Les deux amis, très différents à priori, l’un, Cooper, sudiste, de « bonne » famille, avec ses codes d’honneur un peu dépassés, son éducation désuète, l’autre Shorty, homme de l’Ouest, né dans une ferme, peu sociable, encore moins mondain, se découvrent une même envie de raconter des histoires, une même passion pour recueillir des images. Ils veulent inventer un autre langage cinématographique, ce qu’ils appelleront « le roman du réel ». Ils sont tout deux épris d’absolu, de perfection et partagent le même goût du risque, des difficultés.

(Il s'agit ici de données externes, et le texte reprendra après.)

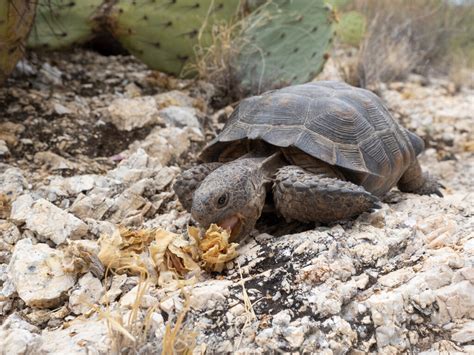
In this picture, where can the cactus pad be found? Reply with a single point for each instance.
(16, 18)
(284, 42)
(163, 33)
(61, 23)
(350, 28)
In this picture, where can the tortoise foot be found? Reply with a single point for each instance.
(430, 186)
(307, 197)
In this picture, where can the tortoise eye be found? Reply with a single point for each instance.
(222, 201)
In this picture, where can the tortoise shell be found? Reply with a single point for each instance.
(347, 127)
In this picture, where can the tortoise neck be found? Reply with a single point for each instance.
(266, 165)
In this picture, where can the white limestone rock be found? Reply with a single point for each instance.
(19, 337)
(86, 294)
(37, 272)
(48, 221)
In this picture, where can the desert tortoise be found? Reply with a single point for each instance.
(325, 150)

Cooper et Shoedsack sont tous deux marqués par le cataclysme qui a ravagé le monde et a changé sa face. Ils ont compris que l’on ne revient jamais de la guerre et que rien, jamais, ne sera plus comme avant. Au-delà de l’humour et du frisson de l’aventure, le roman est donc aussi une réflexion sur l’Homme, son inaltérable besoin de faire le mal, sa face sombre.
Mais peut-être la guerre s'était-elle insinuée en eux telle une drogue, et ils vivaient depuis une illusion- juste en état de manque. Pas des héros, non : des infirmes.
Après avoir participé à la rage meurtrière des hommes, ils ont besoin de quitter les peuples dits « civilisés ». Ce qu’ils recherchent, ce sont ceux qui sont encore proches de la Nature et qui, d’ailleurs, au point de vue de la violence ne sont pas en reste mais où, comme le dit Cooper, on a l’impression « de respirer plus large » !
C’est ainsi que nous voyageons en Abyssinie à la rencontre d’un royaume toujours soumis à l’antique loi du roi Salomon, images extraordinaires qui disparaîtront dans les aléas du voyage; en Turquie, en Anatolie, marqué par le génocide arménien, jusqu'en en Iran où ils rencontrent la tribu des Bakhtiari, « tellement sauvages qu’on les appelle les ours » et qui pratique la transhumance sur le Zard Kuh, un des pics les plus élevés du pays. Images extraordinaires d’hommes traversant le fleuve en crue, gravissant les pentes gelées, pieds nus dans la neige, pour gagner les alpages, images qui donneront naissance à Grass a Nation's Battle For Life .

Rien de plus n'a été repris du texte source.